DINO CPU Assignment 4: The Why of Caching.
Originally from ECS 154B Lab 4, Winter 2023.
Caching is among the most influential ideas in computing. In fact, the concept reaches many fields of computer science. Examples can be found in from almost all hardware architectures, such as the idea of translation lookup buffers (TLBs) or the use of memory cache system, to various software designs, such as DNS caching or web caching.
In essence, the idea of caching is to store previously acquired data in a cache that is close to the component uses the data. The idea utilizes the assumption that the cost of making a copy of the data is low, as well as the the cost of querying for the data in a cache is less expensive compared to acquiring the data again. As a result, if the data is frequently requested, the cache could help bringing down the average cost of requesting for that data. In other words, we are trading the cost of acquiring the data with fast storage capacity.

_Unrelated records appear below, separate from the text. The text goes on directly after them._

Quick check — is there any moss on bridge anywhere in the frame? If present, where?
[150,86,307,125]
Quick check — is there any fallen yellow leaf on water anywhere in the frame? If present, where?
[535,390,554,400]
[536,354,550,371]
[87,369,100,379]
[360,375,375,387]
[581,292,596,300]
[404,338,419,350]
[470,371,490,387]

However, caching does not inherently improve the performance of a system. Caching adds an extra cost of querying for the existence of data in the cache, and since the capacity of a cache is limited, the cache system needs extra work to maintain the entries in the cache. Due to physical constraints, such as area, power, and latency, the cache closer to the core tends to have drastically smaller capacity than the ones further away from the core. Thus, designing a performant memory cache in a core imposes a huge challenge to the designers.
In this assignment, we will investigate the performance of a computer system with a pipelined CPU core, a memory system, and various cache design decisions. The assignment is designed as follows: we will introduce each of the components of the computer system that we are going to investigate, then we will introduce the benchmarks that will be subsequently used for performance evaluation and performance analysis. In terms of implementation, most of the system is implemented. However, we will ask you to complete the hazard detection unit for the new pipelined CPU.
The GitHub Classroom page for the class is located at https://github.com/ECS154B-WQ24.
The assignment 4 template repo is located at https://github.com/ECS154B-WQ24/dinocpu-assignment4.
Follow the following link to access assignment 4: https://classroom.github.com/a/j83-CMv1.
The above link will automatically create a repo in the GitHub Classroom page that only you have the access to.
In the event that the template repo is updated, your own repo won’t be automatically updated. You don’t need to keep track of the template repo, unless we found an error in the assignment, in which case, we will make an announcement on Piazza and provide ways to update your repo.
Figure 1. Illustration of the systems that we use for evaluating different memory cache structures. On each system, the left arrows are wires responsible for sending instruction memory requests/responses, while the right arrows are wires responsible for sending data memory requests/responses.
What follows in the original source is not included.